O local onde a tartaruga gigante foi encontrada é prospectado por paleontólogos desde 1978 e recebeu outras expedições em 1981, 1990, 2002 e 2022. Nesta última, pesquisadores encontraram apenas dentes de macacos e de gambás.
“Por experiência de coletas passadas, a gente não esperava algo tão completo e tão grande como foi essa. Nessa região há muitos fósseis, mas geralmente estão fragmentados”, afirma Carlos D’Apolito Júnior, professor do Centro de Ciências Biológicas e da Natureza da Ufac, um dos coordenadores da expedição.

Carlos D’Apolito Júnior é professor da Universidade Federal do Acre – Foto: Arquivo pessoal
“O que a gente encontrou não é nem metade do que seria o tamanho completo da tartaruga. Embora ela esteja fragmentada, é um achado sensacional para a gente, porque nunca tivemos uma tartaruga dessa espécie preservada”, destaca Annie Schmaltz Hsiou, do Departamento de Biologia da Faculdade de Filosofia, Ciências e Letras de Ribeirão Preto (FFCLRP) da USP.
D’Apolito e Annie coordenam o projeto Novas Fronteiras no Registro Fossilífero da Amazônia Sul-Ocidental, apoiado pela iniciativa Amazônia+10. No contexto do projeto, o grupo já realizava escavações na região de Boca dos Patos, em Assis Brasil, e deve ampliar a busca por registros paleontológicos em locais remotos e ainda inexplorados.
O projeto conta com o apoio de povos indígenas, quilombolas e comunidades tradicionais (PIQCT), considerados igualmente “integrantes, pesquisadores e detentores de conhecimentos tradicionais”, destaca a professora. Ela explica que as escavações acontecem com o apoio de barqueiros, de lideranças locais da Reserva Extrativista Chico Mendes e integrantes da Comunidade Indígena Nova União.

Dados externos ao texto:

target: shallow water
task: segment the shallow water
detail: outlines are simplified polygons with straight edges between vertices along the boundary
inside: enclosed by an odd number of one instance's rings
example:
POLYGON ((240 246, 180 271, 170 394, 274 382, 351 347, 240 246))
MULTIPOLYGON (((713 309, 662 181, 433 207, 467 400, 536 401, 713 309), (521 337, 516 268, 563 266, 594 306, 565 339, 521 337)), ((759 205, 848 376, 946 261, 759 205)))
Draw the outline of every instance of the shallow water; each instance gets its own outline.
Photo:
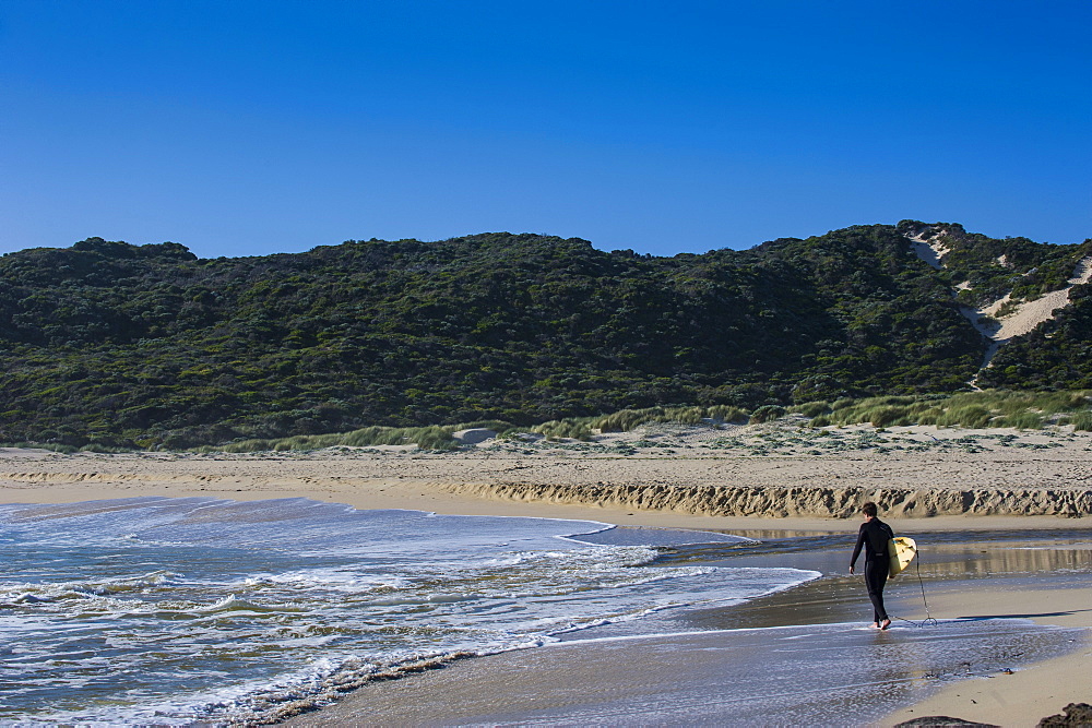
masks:
POLYGON ((607 528, 306 499, 3 505, 0 720, 264 720, 377 676, 818 576, 661 563, 688 532, 563 538, 607 528))

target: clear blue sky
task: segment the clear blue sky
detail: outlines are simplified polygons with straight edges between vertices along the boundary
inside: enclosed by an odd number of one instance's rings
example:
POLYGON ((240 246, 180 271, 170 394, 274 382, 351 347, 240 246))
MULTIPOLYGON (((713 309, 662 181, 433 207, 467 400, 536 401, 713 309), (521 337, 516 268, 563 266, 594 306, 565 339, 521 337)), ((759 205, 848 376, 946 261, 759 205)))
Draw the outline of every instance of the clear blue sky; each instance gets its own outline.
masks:
POLYGON ((0 0, 0 252, 1079 242, 1090 35, 1088 0, 0 0))

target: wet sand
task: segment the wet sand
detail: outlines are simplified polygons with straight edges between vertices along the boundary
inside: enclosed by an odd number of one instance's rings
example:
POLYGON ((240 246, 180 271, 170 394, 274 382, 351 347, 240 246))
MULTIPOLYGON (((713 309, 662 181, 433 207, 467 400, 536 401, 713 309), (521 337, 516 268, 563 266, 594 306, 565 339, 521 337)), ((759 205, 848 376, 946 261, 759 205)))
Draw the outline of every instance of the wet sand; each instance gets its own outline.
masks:
MULTIPOLYGON (((761 490, 771 486, 811 488, 836 482, 839 487, 875 492, 881 503, 885 485, 931 487, 954 482, 972 489, 1012 488, 1013 492, 1020 488, 1054 487, 1088 491, 1092 473, 1088 454, 1092 438, 1088 433, 1035 432, 1010 440, 998 439, 994 433, 993 440, 974 441, 977 444, 972 443, 974 446, 969 450, 962 449, 966 443, 965 431, 899 434, 904 443, 927 441, 923 445, 927 449, 912 450, 917 445, 906 444, 906 450, 899 452, 858 447, 811 455, 807 449, 815 445, 808 442, 790 443, 783 451, 775 449, 757 455, 731 447, 702 450, 702 441, 688 441, 686 438, 690 435, 686 432, 674 440, 664 435, 657 445, 645 446, 641 442, 660 435, 644 432, 634 435, 643 440, 626 445, 636 454, 625 456, 581 450, 575 444, 537 451, 505 445, 499 450, 484 447, 453 454, 395 449, 256 455, 60 456, 9 450, 0 452, 0 501, 63 503, 150 496, 234 500, 302 497, 359 509, 582 518, 629 526, 728 530, 762 539, 799 536, 804 539, 799 548, 755 559, 773 565, 817 569, 824 574, 822 580, 744 608, 695 612, 685 624, 664 630, 675 636, 589 642, 595 634, 585 633, 581 635, 582 642, 460 660, 442 670, 368 685, 339 704, 297 719, 305 725, 475 721, 633 725, 687 723, 689 715, 693 718, 691 723, 731 724, 733 716, 745 715, 739 700, 746 702, 746 696, 733 699, 736 703, 716 703, 713 696, 724 693, 723 685, 746 682, 748 676, 762 670, 761 656, 770 647, 772 630, 818 625, 817 629, 822 629, 817 632, 797 634, 794 644, 805 644, 809 639, 817 644, 836 639, 847 659, 881 647, 890 648, 900 637, 916 641, 928 636, 927 630, 918 631, 903 622, 897 622, 895 629, 882 635, 862 628, 867 625, 870 613, 864 588, 859 577, 850 578, 845 574, 848 558, 845 544, 856 532, 856 518, 716 516, 672 508, 642 510, 609 501, 535 502, 483 497, 467 491, 465 486, 517 480, 535 486, 621 482, 652 484, 655 488, 731 482, 761 490), (945 438, 948 441, 939 445, 928 444, 945 438), (665 455, 664 443, 678 450, 665 455), (688 443, 692 451, 685 451, 688 443), (841 538, 843 546, 811 548, 808 538, 820 541, 841 538), (847 626, 832 626, 842 624, 847 626), (740 630, 752 632, 745 634, 740 630), (650 653, 660 659, 649 659, 650 653), (709 706, 717 707, 703 714, 709 706)), ((859 440, 865 435, 868 433, 852 437, 859 440)), ((765 443, 771 442, 770 437, 763 432, 755 435, 765 443)), ((796 435, 784 437, 788 442, 796 435)), ((894 440, 893 435, 885 439, 894 440)), ((616 447, 617 443, 610 446, 616 447)), ((894 445, 889 442, 882 446, 894 445)), ((747 447, 753 449, 749 444, 747 447)), ((1082 635, 1092 628, 1092 569, 1089 568, 1092 550, 1075 546, 1072 539, 1058 540, 1064 530, 1092 530, 1089 515, 905 517, 907 514, 903 513, 892 517, 881 513, 881 517, 885 515, 898 533, 919 534, 923 545, 935 547, 923 550, 921 559, 933 617, 946 621, 982 617, 1028 619, 1038 624, 1080 628, 1084 630, 1082 635), (1029 532, 1029 545, 1017 546, 1012 538, 997 541, 989 533, 996 530, 1029 532), (1031 533, 1035 530, 1047 533, 1031 533), (948 536, 951 533, 959 536, 953 540, 948 536)), ((1092 537, 1084 540, 1092 541, 1092 537)), ((916 583, 893 583, 888 598, 894 614, 915 621, 926 617, 916 583)), ((963 624, 984 621, 988 620, 963 624)), ((938 634, 954 634, 951 628, 946 629, 947 632, 938 634)), ((612 634, 604 630, 602 636, 612 634)), ((958 639, 949 644, 953 649, 959 648, 958 639)), ((1092 653, 1087 636, 1070 646, 1075 652, 1068 655, 1061 655, 1067 649, 1060 646, 1057 655, 1036 654, 1035 660, 1012 668, 1012 675, 1001 672, 1009 666, 992 654, 977 659, 970 656, 964 660, 969 666, 964 666, 962 675, 940 665, 939 677, 930 678, 928 670, 933 668, 911 666, 901 678, 885 679, 885 684, 891 687, 885 693, 887 697, 868 711, 863 711, 858 695, 873 689, 868 678, 856 691, 846 685, 828 685, 822 694, 840 695, 833 725, 886 726, 923 715, 949 715, 1005 726, 1033 726, 1040 718, 1059 713, 1069 702, 1092 702, 1092 689, 1088 688, 1092 684, 1089 672, 1092 653), (946 682, 956 677, 968 679, 946 682)), ((836 663, 833 665, 831 669, 838 672, 836 663)), ((778 690, 780 694, 803 694, 798 684, 781 685, 778 690)), ((795 715, 792 713, 779 718, 782 715, 779 709, 787 709, 784 706, 762 704, 756 709, 759 713, 746 714, 751 718, 739 717, 735 723, 798 723, 785 717, 795 715), (764 718, 755 718, 756 715, 764 718)), ((806 716, 819 707, 800 709, 806 716)))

Annie Schmaltz Hsiou é professora da USP em Ribeirão Preto – Foto: Arquivo pessoal
Em entrevista ao Jornal da USP, Annie contou que o material segue no território encontrado e mantido seguro pelos parceiros locais, até que o apoio da universidade no Acre consiga fazer a remoção. “É um lugar de difícil acesso, são sete horas de viagem até a cidade, e o trabalho de campo acontece em condições extremas.”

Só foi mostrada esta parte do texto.